Although a self test probably would not have helped Flt 744 there have been plenty that would have been. I'm confident that 744's problem will be found, fixed and not recur. I've been on many failure review boards, and this is the definitive solution type. But random failures, bugs and taped over ports will keep happening. Self test is defiantly worth a try.

Phil Bunch

Quote from: Hardy HeinlinThat "small burst of air" to test the exact calibration – or just to clean the tube?


I hadn't thought of the test as an exact calibration test, but only as something to crudely test for complete blockage.  

However, I just realized a puff of air might force ice particles, dirt, or insect bodies into the port, permanently blocking it and making things worse!  

I fear that my new "career" as an avionics engineer isn't getting off to such a good start!!!
Best wishes,

Phil Bunch

Dominic Manzer

I was thinking of a puff from inside the tube out word.  It could remove debris, although this was not my intent. New debris could not be introduces.

When a closed back port (the port is not connected through tubing to remote equipment ) is taped over, flexing of the tape provides enough volume flow so that the operation of the port appears normal at first. A puff from the outside would fail to detect the blocked port in this case.

In an internal test with a volume of gas introduced of only 1% of the volume of the tube, a permanent offset in attitude of 600 ft would be created in a completely blocked tube. A similar large offset in air speed would be created, but I need to get out the text books to calculate the size. The point is that any deviation from the normal profile of a test would be flagged as showing an unreliable air data system. This test would show internal blockages before they have opportunity to cause a crash.
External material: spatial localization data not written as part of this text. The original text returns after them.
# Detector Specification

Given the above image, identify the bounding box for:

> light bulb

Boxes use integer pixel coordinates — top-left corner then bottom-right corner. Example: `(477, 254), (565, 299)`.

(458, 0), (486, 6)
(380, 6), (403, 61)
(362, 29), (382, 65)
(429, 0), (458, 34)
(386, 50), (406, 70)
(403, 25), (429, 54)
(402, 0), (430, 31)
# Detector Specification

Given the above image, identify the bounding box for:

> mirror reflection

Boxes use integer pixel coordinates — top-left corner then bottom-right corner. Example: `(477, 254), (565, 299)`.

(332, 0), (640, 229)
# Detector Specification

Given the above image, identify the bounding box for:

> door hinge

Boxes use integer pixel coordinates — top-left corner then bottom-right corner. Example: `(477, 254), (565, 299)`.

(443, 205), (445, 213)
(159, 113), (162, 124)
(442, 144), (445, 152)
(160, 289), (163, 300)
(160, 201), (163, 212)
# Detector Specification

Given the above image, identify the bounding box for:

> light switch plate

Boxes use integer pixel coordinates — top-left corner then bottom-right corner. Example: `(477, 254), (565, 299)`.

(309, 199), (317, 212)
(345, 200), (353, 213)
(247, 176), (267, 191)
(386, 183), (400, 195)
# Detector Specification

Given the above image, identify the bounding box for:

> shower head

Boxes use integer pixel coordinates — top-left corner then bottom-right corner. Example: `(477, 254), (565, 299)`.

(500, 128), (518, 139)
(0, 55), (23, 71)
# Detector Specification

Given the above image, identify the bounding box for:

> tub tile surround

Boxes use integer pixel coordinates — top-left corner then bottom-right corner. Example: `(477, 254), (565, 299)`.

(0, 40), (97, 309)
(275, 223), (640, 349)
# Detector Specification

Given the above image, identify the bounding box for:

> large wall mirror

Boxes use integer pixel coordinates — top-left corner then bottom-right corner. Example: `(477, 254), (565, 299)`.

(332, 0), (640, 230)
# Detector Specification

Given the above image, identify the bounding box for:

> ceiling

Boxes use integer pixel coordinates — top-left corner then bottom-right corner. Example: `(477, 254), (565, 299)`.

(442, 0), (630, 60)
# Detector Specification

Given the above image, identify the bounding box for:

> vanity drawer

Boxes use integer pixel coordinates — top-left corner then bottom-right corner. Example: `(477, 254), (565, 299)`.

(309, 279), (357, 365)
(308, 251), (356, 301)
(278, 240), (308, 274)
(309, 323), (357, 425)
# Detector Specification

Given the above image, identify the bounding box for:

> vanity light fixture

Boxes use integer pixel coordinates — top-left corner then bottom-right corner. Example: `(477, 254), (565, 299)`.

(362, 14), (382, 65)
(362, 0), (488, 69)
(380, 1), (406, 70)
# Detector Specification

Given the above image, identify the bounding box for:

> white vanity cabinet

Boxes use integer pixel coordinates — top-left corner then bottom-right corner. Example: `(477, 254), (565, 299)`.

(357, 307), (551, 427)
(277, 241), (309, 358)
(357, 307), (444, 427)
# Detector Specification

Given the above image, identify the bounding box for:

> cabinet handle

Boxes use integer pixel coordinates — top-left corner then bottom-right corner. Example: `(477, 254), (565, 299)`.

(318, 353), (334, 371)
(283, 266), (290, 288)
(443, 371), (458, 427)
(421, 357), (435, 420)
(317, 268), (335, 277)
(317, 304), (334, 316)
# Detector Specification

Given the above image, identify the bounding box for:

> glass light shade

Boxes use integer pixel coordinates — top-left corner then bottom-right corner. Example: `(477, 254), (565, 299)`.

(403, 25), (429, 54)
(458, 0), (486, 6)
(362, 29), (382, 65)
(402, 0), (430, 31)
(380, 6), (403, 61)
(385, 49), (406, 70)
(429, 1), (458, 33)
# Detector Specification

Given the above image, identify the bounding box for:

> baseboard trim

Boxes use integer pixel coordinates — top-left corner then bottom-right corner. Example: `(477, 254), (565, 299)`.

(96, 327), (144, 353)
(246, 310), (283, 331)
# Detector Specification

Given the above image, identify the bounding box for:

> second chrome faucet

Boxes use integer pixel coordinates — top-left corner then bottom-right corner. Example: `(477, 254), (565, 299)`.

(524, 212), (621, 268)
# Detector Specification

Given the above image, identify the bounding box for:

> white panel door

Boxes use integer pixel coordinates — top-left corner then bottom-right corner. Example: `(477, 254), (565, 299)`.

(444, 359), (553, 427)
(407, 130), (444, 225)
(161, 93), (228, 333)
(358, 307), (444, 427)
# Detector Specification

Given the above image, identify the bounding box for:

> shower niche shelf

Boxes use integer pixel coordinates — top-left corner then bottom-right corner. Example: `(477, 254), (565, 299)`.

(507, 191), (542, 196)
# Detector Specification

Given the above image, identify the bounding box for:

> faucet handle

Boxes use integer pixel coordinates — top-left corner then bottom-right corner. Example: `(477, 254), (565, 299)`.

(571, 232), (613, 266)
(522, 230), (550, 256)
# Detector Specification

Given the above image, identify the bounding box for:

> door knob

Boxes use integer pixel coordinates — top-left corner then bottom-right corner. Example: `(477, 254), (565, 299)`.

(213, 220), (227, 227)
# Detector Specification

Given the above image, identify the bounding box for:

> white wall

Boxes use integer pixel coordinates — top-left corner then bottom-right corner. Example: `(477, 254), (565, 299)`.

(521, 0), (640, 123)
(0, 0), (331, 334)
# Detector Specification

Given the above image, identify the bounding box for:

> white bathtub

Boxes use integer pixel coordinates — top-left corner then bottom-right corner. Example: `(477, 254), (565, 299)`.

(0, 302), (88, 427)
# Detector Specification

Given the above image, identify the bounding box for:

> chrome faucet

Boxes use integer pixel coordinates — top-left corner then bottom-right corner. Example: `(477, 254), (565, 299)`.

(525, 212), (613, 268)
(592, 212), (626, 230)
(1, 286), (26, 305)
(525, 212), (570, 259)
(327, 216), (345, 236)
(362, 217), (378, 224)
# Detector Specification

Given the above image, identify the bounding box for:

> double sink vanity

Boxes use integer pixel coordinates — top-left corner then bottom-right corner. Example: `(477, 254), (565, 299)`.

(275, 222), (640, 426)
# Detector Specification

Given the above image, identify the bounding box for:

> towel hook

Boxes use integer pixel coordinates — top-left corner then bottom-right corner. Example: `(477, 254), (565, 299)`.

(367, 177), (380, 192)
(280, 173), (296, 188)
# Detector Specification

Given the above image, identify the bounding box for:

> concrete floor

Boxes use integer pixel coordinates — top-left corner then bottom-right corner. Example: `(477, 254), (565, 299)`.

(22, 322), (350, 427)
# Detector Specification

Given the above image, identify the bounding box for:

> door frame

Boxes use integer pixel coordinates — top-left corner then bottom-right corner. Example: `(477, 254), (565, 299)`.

The required volume of gas is so small that a single CO2 cartridge, as used in air guns, would supply enough gas for tens of thousands of tests. If a problem is detected in flight, a port clearing could be performed with a CO2 system that is strong enough to remove covers or tape.

This is a fertile area to investigate. The test could be implemented in many ways. Assessing the benefits and potential new risks will determine witch if any test methods should be implemented.


Pitot static tubings incorporate a drain facility for maintenance action, such as clear humidity, dust snd other foreign objects.
A foreign object which constitutes a constriction can be detected by use of the system test sets.